Cuenta la historia que un viajero llegó
a la orilla de un río muy grande. En el lado donde estaba la orilla era
peligrosa, aterradora y estaba habitada por bestias salvajes. Al otro lado la
orilla parecía segura y sin peligros. Pero no lograba ver ningún puente para
cruzar el río, ninguna barca. Entonces decidió construir una balsa con ramas de
árbol, hierbas y hojas. Y sirviéndose de las manos y los pies cruzó el río con
la balsa. Llegó a la seguridad de la otra orilla que era tranquila y apacible.
Entonces se dijo “esta balsa me ha
servido de gran ayuda. Me ha permitido pasar de una orilla a la otra. Estaría
bien que la llevara conmigo a todas partes.” Y se alejó, con la balsa a
cuestas.
Llegando a casa
Paisaje con balsas Hans Feddersen (danés, 1848-1941) |
Cuando el viajero llegó a la orilla del
gran río se sentó a pensar qué hacía. En su meditación se dio cuenta que si se
dejaba arrastrar por la corriente llegaría al océano, a esa inmensidad, al abismo,
para perderse. Luego se dio cuenta que si remontaba la corriente, llegaría al
manantial, al principio de todas las cosas, a un misterio tan abrumador como el
del océano.
Nuestro protagonista recordó que la vida
es un río. El agua humedece el alma y le da un cuerpo, tal como pensaban los
antiguos. El curso de agua puede representar toda la vida o alguna de sus
etapas. La infancia es un tiempo de aguas rápidas burbujeantes, casi siempre
alegre, que va saltando de piedra en piedra llevando la frescura a las orillas.
La juventud ya es otro tipo de río, distinto del anterior y con características
que no se repetirán ni en el río de la madurez ni en el de la ancianidad.

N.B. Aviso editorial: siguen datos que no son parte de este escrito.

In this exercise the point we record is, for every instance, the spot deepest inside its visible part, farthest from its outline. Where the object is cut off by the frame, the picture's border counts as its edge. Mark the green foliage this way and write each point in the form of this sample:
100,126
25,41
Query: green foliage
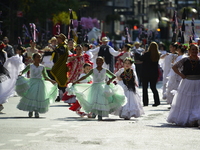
41,10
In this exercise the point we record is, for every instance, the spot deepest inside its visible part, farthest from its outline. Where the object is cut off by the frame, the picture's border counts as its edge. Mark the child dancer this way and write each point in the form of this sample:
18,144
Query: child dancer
76,106
126,77
75,64
36,94
96,98
4,74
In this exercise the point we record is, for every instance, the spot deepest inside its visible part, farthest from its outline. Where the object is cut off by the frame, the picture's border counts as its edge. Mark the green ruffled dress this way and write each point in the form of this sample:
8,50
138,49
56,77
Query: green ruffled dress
36,93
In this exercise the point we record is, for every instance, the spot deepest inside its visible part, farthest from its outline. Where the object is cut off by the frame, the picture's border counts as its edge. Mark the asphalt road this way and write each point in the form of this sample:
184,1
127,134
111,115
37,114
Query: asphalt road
62,129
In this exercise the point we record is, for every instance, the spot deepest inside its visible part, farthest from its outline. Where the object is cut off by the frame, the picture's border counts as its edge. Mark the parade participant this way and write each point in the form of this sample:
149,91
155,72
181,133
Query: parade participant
149,73
137,52
4,74
86,49
173,78
126,79
71,44
20,51
9,49
30,51
75,64
52,43
47,61
36,93
14,65
76,106
107,53
100,98
59,69
167,65
185,109
120,58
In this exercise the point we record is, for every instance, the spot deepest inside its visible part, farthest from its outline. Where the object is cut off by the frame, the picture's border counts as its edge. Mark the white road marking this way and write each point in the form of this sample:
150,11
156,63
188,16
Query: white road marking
15,140
1,144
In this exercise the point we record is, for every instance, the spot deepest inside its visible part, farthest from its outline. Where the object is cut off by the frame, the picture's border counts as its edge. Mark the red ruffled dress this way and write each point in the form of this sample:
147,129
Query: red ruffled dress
75,69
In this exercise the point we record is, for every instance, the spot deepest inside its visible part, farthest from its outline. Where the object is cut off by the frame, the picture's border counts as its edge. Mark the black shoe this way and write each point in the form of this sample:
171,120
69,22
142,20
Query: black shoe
155,105
93,116
99,118
57,99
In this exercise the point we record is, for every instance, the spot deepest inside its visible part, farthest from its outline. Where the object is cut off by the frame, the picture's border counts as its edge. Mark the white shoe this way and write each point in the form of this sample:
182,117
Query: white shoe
1,108
37,115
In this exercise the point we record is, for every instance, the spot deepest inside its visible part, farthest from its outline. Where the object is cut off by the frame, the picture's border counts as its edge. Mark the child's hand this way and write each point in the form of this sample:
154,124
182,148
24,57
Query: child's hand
108,83
53,82
119,78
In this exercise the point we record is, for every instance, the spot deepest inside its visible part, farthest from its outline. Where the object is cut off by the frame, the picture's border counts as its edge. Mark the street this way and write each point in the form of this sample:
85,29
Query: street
62,129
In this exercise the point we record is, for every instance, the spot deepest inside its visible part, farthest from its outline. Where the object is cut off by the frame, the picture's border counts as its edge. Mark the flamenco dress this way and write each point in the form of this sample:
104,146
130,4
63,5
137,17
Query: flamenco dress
133,107
75,69
185,109
36,93
99,98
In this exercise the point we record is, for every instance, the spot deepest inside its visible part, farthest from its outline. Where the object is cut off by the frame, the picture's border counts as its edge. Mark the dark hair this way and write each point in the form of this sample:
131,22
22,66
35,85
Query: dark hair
79,46
194,45
35,54
129,59
183,48
70,40
19,47
86,65
175,45
128,46
87,45
100,57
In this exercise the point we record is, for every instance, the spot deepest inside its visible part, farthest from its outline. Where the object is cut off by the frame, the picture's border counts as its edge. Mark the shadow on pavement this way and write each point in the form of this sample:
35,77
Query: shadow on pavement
22,118
168,125
94,119
60,106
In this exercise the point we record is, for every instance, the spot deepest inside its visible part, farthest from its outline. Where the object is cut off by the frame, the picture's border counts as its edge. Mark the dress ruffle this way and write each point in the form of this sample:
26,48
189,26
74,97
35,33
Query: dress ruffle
38,96
186,103
95,98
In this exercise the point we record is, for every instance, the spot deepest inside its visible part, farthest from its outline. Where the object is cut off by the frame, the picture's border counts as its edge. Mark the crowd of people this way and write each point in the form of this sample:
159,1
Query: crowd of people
98,81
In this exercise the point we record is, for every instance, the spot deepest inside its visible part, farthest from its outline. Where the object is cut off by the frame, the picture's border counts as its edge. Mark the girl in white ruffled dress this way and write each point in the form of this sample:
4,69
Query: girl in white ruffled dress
100,98
127,80
173,78
14,65
185,110
36,93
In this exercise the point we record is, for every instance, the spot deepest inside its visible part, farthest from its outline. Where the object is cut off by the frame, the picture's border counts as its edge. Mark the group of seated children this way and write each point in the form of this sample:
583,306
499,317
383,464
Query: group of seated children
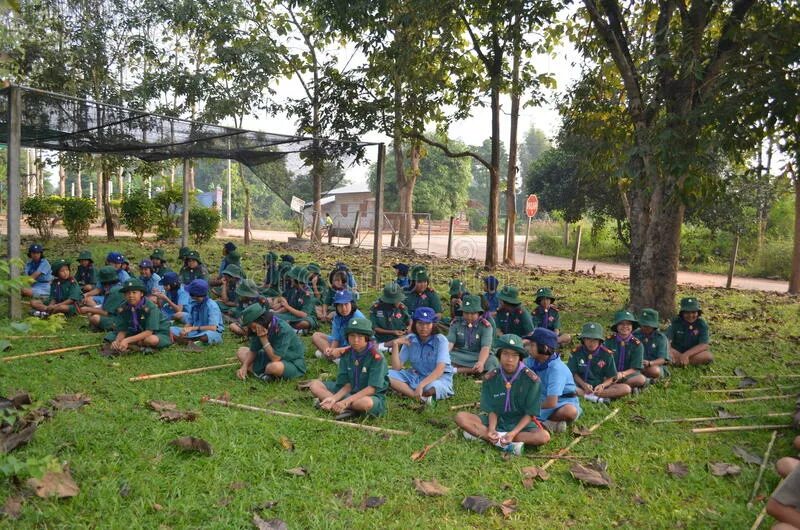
527,389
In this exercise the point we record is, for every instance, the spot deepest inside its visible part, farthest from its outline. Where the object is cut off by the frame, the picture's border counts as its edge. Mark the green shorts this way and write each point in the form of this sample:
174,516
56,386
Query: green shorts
291,370
378,400
504,427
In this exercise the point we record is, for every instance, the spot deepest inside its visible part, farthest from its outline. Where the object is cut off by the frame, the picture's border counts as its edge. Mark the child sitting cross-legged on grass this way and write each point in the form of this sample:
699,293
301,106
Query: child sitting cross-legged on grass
139,323
510,398
362,381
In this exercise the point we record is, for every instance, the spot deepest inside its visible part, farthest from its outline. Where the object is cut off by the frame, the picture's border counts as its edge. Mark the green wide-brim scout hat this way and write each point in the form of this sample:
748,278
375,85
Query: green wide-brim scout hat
509,294
251,313
457,287
247,289
509,341
544,292
592,330
649,317
690,304
471,304
134,284
233,270
392,293
362,326
107,274
621,316
57,264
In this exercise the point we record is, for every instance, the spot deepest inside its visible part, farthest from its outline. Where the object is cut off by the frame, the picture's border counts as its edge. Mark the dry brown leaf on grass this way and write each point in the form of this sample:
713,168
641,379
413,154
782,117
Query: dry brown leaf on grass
161,406
286,443
677,469
70,401
269,524
54,484
192,444
589,474
721,469
176,415
430,488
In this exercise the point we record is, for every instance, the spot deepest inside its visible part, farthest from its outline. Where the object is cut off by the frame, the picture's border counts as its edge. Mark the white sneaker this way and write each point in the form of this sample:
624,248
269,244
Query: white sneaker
470,437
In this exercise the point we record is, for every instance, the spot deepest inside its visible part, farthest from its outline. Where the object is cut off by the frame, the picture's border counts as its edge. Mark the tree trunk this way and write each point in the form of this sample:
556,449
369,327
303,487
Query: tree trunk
794,281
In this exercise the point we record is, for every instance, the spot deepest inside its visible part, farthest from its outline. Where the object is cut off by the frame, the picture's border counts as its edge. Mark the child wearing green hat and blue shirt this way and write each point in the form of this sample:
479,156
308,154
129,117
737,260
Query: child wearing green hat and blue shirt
362,381
654,343
592,366
559,401
688,335
65,293
139,323
275,351
431,373
627,350
510,400
470,339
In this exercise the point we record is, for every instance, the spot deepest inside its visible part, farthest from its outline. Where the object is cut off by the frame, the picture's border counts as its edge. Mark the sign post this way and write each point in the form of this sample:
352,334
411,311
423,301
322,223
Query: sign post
531,207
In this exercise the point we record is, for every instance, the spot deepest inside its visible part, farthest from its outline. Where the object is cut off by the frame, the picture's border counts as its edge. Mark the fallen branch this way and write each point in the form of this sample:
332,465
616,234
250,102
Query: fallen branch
574,442
49,352
706,430
312,418
720,418
763,512
145,377
465,406
758,398
419,455
761,469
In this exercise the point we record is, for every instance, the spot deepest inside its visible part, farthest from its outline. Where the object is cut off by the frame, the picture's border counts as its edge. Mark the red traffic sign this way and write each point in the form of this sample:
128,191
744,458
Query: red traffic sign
532,205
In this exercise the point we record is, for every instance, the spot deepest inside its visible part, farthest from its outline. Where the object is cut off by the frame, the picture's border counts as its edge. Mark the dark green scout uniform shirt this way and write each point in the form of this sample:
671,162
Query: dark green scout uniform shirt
86,275
427,298
631,356
514,320
684,335
550,319
593,368
388,316
655,345
63,290
470,337
525,397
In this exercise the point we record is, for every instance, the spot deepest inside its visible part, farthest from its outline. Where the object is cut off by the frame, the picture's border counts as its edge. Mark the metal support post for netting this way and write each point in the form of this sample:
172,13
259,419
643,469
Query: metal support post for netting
14,119
185,212
378,234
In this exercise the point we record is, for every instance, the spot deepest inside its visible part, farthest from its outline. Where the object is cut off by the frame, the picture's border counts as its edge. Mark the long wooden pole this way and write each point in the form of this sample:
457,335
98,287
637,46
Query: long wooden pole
48,352
719,418
761,469
757,398
708,430
312,418
574,442
146,377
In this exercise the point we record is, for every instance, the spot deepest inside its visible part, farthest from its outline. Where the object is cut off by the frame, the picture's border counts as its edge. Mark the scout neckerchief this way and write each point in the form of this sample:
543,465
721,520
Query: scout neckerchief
509,382
137,328
542,366
622,344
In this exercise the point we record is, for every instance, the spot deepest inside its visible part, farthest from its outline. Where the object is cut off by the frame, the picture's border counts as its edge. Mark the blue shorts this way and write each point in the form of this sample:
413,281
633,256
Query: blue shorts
214,337
545,414
443,386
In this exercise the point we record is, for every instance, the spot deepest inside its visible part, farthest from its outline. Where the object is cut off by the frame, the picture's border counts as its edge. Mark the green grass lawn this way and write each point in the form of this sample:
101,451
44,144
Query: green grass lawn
130,477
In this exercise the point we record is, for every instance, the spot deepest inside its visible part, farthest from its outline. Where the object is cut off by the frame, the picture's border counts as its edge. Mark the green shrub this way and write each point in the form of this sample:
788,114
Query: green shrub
78,214
41,213
203,223
138,212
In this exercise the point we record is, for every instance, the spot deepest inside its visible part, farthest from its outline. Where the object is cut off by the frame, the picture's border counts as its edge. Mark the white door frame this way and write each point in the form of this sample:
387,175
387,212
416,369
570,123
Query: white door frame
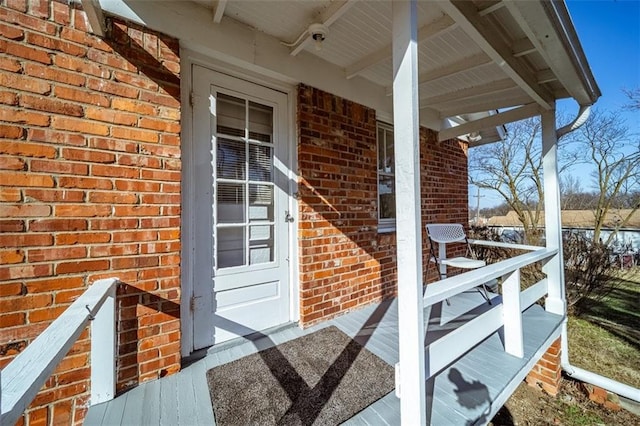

Meditando en la orilla, el viajero
consideró que si él fuera chino necesitaría una pareja al lado. Porque en esa
cultura de Oriente atravesar el río es una importante ceremonia de fecundidad
que realizan las parejas jóvenes en el equinoccio de primavera, el cruce de las
estaciones, considerado el comienzo del año. Con ese rito se equilibran las
energías, se sumergen en la fecundidad e invocan la lluvia para que haga lo
mismo con los campos.
Sobre el lago Ian Fairweather (escocés, 1891-1974) |
En cambio si el peregrino en meditación fuera
griego, lo primero que tendría que hacer es ofrecer sacrificios de animales,
porque para esa cultura los cursos de agua están divinizados, como hijos de
Océano y padre de las Ninfas. Es lo que enseñaba Hesíodo: No atraviesen nunca las aguas de los ríos de curso eterno, antes de
haber pronunciado una oración, con los ojos fijos sobre sus magníficas
corrientes, antes de haber mojado sus manos en la onda agradable y limpia.
Hechas todas las consideraciones
posibles, el viajante construye una balsa. Es un trabajo arduo porque está
todavía en una orilla muy peligrosa, dice el cuento. Lo que construye simboliza
el seno materno, que nos hace atravesar las primeras aguas. También puede
simbolizar el ataúd, a través del cual vamos a un nuevo nacimiento. Pero si se
trata de atravesar las etapas de la vida, la balsa entonces significa aquellas
acciones que nos permiten sortear los desafíos propios de cada época.
Llegar a la otra orilla significa
alcanzar una mayor plenitud. Y allí el viajero se equivoca al cargar con una
balsa que tendría que haber dejado. No solamente hay que meditar antes de
cruzar, sino también después, como sucede en todos los ritos sagrados que
comienzan con una invocación a la divinidad y culminan con un profundo
agradecimiento a la compañía providencial que permitió el cruce.
Al arribar a la otra orilla después de
atravesar cualquier río, el barquero que nos acompaña en la vida nos advierte
antes de seguir que dejemos lo que hayamos utilizado para superar la etapa, aún
las cosas buenas que nos hicieron flotar sobre las aguas pasadas. Ya todos los
sueños y los deseos de la orilla anterior han desaparecido, has llegado a casa.